0

İnsan beyninin işleyişini ve insan bilincinin mekanizmasını çözmek elbette evrenini mekanizmasını çözmekten kat ve kat kolaydır. İnsan beyni kendi başına bir evrendir ve bu evreni yaklaşık 100 milyar nöron ve bu nöronların birbiri ile yaptı bağlantılar ( sinapslar ) oluşturur.
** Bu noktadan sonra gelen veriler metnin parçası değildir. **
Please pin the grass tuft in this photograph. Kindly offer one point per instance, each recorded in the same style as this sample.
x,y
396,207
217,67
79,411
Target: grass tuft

Yani beynin bir sınırı, limiti vardır. İnsan beyninin uyduğu fiziksel, kimyasa ve biyolojik yasalar vardır. Diğer tarafdan kosmos dediğimiz şey yani bildiğimiz ya da bilmediğimiz her şey; bizim algı ve bilgi seviyemizin çok dışında bir şeydir. Belki bir gün insan beyninin tam mekanizmasını, RUH denilen kavramı, özgür iradeyi, bilinci açıklayabiliriz fakat evrenin sırrını açıklamak ilkine oranla çok olası değil. Hele evreninin var oluş NEDENİNİ anlamak 0'a yakın bir olasılık. Beynimiz ve evren birbiri ile içiçe evrenler bence. 100 milyar nörona sahip bir evren ile yine 100 katı galaksiye,atoma, ve gezegen sahip bir evreni anlamaya çalışıyoruz. Evreni, beyinlerimiz ile gözlemliyoruz ve anlamlandırıyoruz. Bunun yanında yine beyinlerimiz ve cesaretimiz ile teleskoplar ve mikroskoplar yapıp; hem evrene ( galaksi boyutu ) hem de kendi içimizdeki evrene ( hücre boyutu ) bakıyoruz. Beyin ve evren arasındaki ilişkiler ve bağlantılar düşündüğümüzden daha fazla bence. Evrenin nasıl işlediğini çözmek için beynimizin nasıl işlediğini çözmek zorunlu mudur ? Tartışılır. Şahsen ben insan beyninin ve anatomisinin muazzamlığına, sırlarına ve işleyişinin mükemmelliğine kapılan bir zihin olarak ilk önce kafatasımın içindeki 1.5 kilogramlık evrenin sırrını öğrenmek isterdim.